05/09/2018

Argentina: rifiutano di fare un aborto, processati

In Argentina il dibattito sull’aborto continua a rimanere molto caldo: il fronte abortista non ha infatti ancora digerito il «No» del Senato di inizio agosto alla legge che avrebbe consentito di uccidere i bambini nel grembo materno. E a “rodergli i fegato”  ancora di più è il fatto che per un anno non sarà possibile presentare una nuova legge sul tema.

Questa situazione comporta che chi, in Argentina, si dice dichiara contrario all’aborto, sia spesso posto sotto i riflettori dalla propaganda mortifera, ovviamente in maniera accusatoria. Forse gli abortisti credono che le intimidazioni possano intimorire i più, ma non hanno fatto i conti con il fatto che i pro life non solo sono numericamente molti, ma hanno dalla loro parte l’evidenza scientifica per cui la vita inizia fin dal concepimento e un dovere di testimonianza e difesa ben più solido delle posizioni ideologiche.

Avevamo riportato qualche settimana fa la testimonianza di cinque medici che si erano detti disposti a subire il carcere pur di non praticare aborti, evidenziando poi come, in tutta l’Argentina, avessero dichiarato la propria contrarietà a una possibile legislazione sull’aborto – che, nel testo bocciato, non contemplava la possibilità di obiezione di coscienza per i medici – oltre 300 ospedali e numerose associazioni professionali.
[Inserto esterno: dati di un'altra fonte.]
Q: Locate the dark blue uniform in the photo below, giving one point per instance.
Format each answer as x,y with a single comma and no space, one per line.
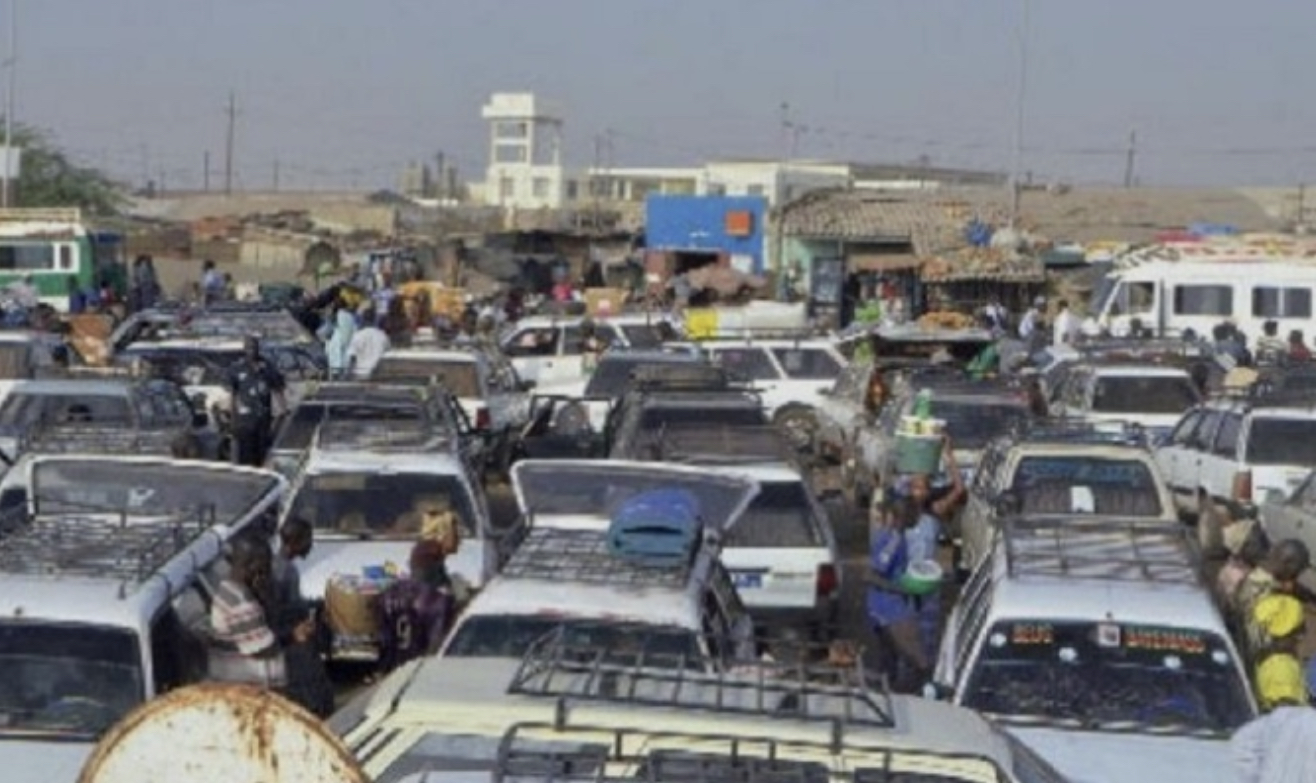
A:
253,384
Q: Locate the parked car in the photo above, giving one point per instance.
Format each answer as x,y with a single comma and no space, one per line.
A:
1060,470
1229,453
1098,645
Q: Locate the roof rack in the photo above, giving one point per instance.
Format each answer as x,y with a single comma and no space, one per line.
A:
101,544
724,445
1077,430
606,754
554,666
682,377
379,434
588,557
96,438
1099,548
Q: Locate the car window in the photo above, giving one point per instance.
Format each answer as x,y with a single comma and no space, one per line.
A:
1183,432
807,363
533,342
746,363
1206,429
781,516
1227,437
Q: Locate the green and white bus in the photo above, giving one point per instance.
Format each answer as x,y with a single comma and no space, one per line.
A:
51,245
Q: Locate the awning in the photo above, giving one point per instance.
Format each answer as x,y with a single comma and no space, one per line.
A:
882,262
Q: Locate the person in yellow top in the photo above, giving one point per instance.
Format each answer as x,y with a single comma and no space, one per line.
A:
1279,677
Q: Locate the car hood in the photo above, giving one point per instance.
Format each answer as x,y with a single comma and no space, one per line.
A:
1092,757
42,762
332,557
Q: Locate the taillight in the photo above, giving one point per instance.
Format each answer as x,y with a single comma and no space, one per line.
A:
1242,486
827,580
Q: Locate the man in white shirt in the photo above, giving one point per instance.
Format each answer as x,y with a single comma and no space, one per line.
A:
367,346
1028,324
1066,325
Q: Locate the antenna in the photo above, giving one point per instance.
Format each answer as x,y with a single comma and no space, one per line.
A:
232,112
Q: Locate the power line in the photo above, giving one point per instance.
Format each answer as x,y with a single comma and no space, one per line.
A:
232,111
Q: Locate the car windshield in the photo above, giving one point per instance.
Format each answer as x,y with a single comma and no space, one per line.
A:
66,681
1144,394
599,490
307,417
782,515
1077,483
663,416
462,378
508,636
378,504
973,423
1110,677
23,409
1282,441
146,487
807,363
612,375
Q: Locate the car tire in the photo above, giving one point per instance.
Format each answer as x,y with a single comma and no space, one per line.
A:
1210,528
798,424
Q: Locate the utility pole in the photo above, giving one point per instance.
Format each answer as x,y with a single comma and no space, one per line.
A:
232,111
1020,101
1129,158
7,190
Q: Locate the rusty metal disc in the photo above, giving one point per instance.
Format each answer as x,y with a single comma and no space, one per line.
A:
221,733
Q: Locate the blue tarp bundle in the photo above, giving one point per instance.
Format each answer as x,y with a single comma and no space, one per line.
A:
657,527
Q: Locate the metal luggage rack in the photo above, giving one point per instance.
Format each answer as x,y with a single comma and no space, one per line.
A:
96,438
615,754
388,434
100,544
724,445
1075,430
554,666
1113,549
586,557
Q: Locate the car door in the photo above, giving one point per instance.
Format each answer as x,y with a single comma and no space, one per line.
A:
1200,467
1171,457
532,349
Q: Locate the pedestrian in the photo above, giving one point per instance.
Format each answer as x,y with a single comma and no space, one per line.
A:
1281,619
1270,349
1065,330
1277,574
1298,350
936,507
891,613
1281,745
1029,324
244,648
367,346
338,334
307,679
253,386
212,283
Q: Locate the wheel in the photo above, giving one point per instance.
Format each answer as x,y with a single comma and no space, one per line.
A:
1210,528
798,425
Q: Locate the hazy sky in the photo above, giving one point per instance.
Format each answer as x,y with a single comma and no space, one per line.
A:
345,91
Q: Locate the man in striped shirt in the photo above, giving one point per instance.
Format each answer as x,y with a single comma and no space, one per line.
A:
242,644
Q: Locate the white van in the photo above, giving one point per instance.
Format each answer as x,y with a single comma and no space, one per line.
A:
1199,284
1096,644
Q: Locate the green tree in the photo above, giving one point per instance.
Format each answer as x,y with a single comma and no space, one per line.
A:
48,178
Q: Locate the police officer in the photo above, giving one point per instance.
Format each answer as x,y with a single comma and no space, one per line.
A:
253,383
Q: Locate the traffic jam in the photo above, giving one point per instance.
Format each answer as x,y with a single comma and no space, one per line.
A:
695,544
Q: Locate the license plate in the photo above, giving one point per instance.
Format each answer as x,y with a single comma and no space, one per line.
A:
744,580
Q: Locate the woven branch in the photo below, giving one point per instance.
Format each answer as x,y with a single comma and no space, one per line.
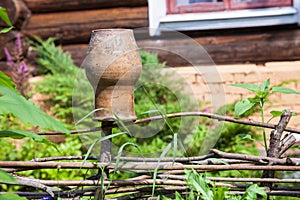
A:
183,114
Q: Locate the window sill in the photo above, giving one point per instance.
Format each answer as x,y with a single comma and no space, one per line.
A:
229,19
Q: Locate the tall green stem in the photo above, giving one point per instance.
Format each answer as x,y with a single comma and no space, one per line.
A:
263,121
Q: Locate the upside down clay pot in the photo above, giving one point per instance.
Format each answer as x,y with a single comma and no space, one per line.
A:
113,65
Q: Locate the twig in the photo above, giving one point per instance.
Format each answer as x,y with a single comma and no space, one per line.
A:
36,184
274,147
111,183
87,165
167,159
274,180
183,114
259,159
46,159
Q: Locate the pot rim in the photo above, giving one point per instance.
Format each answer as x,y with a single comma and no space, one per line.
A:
112,30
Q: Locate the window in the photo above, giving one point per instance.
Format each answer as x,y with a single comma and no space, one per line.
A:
193,6
186,15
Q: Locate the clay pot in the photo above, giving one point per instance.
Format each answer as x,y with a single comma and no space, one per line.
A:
113,65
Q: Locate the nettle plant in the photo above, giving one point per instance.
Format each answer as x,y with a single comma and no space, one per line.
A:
262,93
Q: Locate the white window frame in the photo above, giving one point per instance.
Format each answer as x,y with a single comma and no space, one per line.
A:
160,20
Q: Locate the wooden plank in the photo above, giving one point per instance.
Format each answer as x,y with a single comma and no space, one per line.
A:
38,6
231,49
76,27
17,11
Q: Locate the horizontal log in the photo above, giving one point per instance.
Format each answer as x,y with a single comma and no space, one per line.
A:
17,11
253,47
8,40
76,27
38,6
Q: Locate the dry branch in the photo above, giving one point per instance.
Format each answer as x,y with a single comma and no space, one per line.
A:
184,114
161,166
274,147
259,159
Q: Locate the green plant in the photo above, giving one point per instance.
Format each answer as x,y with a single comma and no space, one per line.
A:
58,83
201,188
262,93
5,18
13,103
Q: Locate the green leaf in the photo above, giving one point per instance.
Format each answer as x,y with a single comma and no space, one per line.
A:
243,106
251,87
11,197
264,86
6,178
4,16
284,90
246,136
19,134
276,113
26,111
7,82
252,191
5,30
178,196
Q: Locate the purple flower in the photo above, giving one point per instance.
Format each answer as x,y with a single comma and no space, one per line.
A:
18,45
207,110
9,59
23,69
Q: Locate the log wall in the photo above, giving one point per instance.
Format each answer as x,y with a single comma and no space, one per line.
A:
71,22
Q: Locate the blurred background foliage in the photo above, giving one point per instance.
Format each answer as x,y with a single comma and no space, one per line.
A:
57,83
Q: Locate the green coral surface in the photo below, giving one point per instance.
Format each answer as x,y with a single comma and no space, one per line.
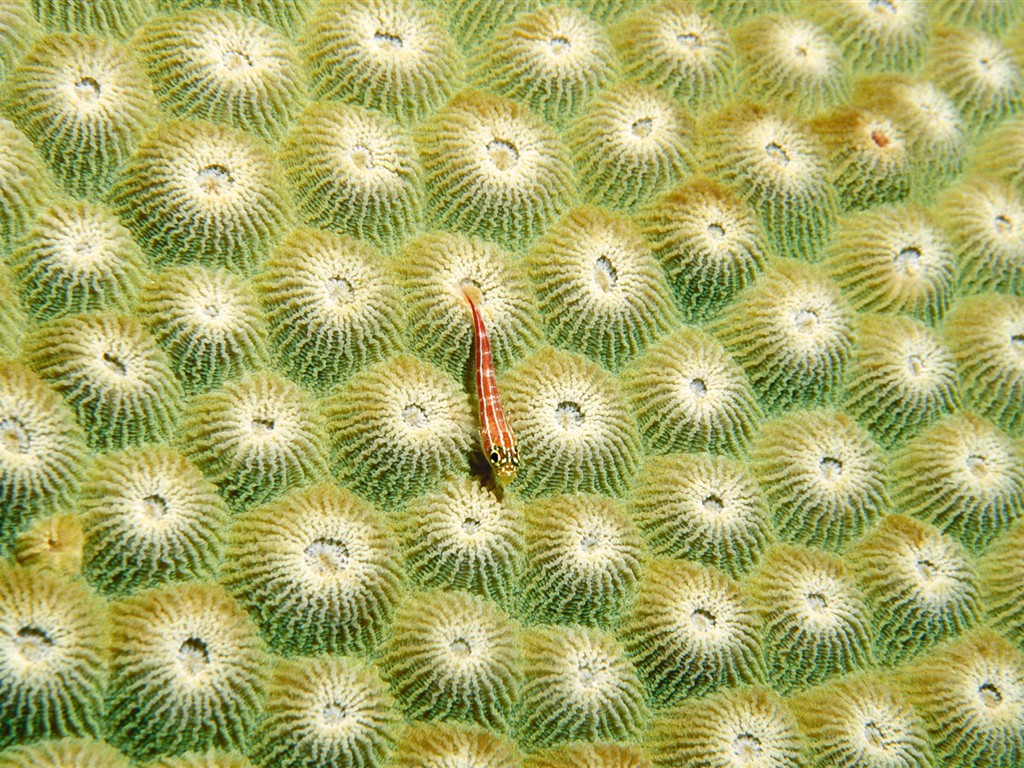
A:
753,274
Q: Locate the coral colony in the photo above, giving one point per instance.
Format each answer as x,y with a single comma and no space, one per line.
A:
511,383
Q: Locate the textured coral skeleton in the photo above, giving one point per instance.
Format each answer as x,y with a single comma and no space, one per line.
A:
748,275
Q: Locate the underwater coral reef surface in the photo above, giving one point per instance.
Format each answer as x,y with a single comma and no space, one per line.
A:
748,278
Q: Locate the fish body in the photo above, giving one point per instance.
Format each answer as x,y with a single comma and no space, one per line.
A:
496,436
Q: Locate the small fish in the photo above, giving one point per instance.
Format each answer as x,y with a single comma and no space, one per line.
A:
499,442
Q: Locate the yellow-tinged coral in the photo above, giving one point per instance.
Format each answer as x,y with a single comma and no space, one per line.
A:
552,60
599,288
454,656
331,307
815,624
681,50
964,475
462,537
690,632
576,431
354,172
396,428
316,569
921,587
970,694
391,55
42,451
578,685
986,335
862,722
493,169
710,244
52,657
822,475
224,68
584,559
705,509
688,394
85,103
186,672
433,269
741,724
630,143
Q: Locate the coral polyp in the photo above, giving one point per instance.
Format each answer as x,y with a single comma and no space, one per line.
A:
552,60
902,378
815,623
980,74
584,559
1001,154
893,259
330,306
576,432
224,68
204,194
354,172
42,451
793,335
186,672
688,394
932,126
396,428
256,437
598,286
317,571
52,543
390,55
454,656
734,724
963,475
704,509
462,537
630,143
791,64
921,587
208,322
970,695
877,36
679,49
984,220
85,103
150,517
690,632
109,17
862,722
986,334
78,258
578,685
822,475
868,156
493,169
52,659
25,183
112,374
442,745
777,166
333,711
433,269
710,244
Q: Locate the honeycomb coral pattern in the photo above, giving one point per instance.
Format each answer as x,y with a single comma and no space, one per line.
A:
753,278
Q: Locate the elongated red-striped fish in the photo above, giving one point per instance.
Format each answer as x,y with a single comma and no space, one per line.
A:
499,442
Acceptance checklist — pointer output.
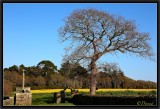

È invece di questi giorni la notizia che due medici, Leandro Rodríguez Lastra e Yamila Custillo, dovranno comparire a giudizio per difendersi dalle accuse di “violenza ostetrica” ​​e “abbandono del dovere di un pubblico ufficiale” per essersi rifiutati di praticare un aborto su una ragazza alla 22esima settimana di gestazione, vittima di uno stupro, che aveva assunto delle pastiglie per abortire e aveva dunque delle contrazioni.

Per comprendere appieno la vicenda è importante chiarire che, ad oggi, in Argentina l’aborto è possibile solo in caso di stupro o per salvare la vita della madre. Tuttavia, nel caso in esame, non solo non c’era alcun rischio per la madre, ma il bambino era in salute (e, probabilmente, se fosse nato avrebbe anche potuto sopravvivere, nonostante la grave prematurità) e i medici hanno raggiunto un accordo con la donna per cui le avrebbero somministrato dei farmaci per bloccare le contrazioni, in modo da far proseguire la gestazione fino alla 35 settimana, per salvare con certezza entrambe le vite.

Ebbene, alla deputata abortista Marta Milesi questo modo di procedere non è piaciuto e, “grazie” a lei, i due medici martedì prossimo dovranno comparire in tribunale. Staremo a vedere come andrà a finire: quel che è certo è che in Argentina, come peraltro oramai in quasi tutti i Paesi, il sovvertimento della concezione della pratica medica come a servizio della vita e la dittatura del pensiero unico di matrice individualista ed eugenetica sono sempre più radicati e pervasivi. E a pagarne siamo tutti noi, che vediamo la nostra libertà di pensiero e di espressione violata.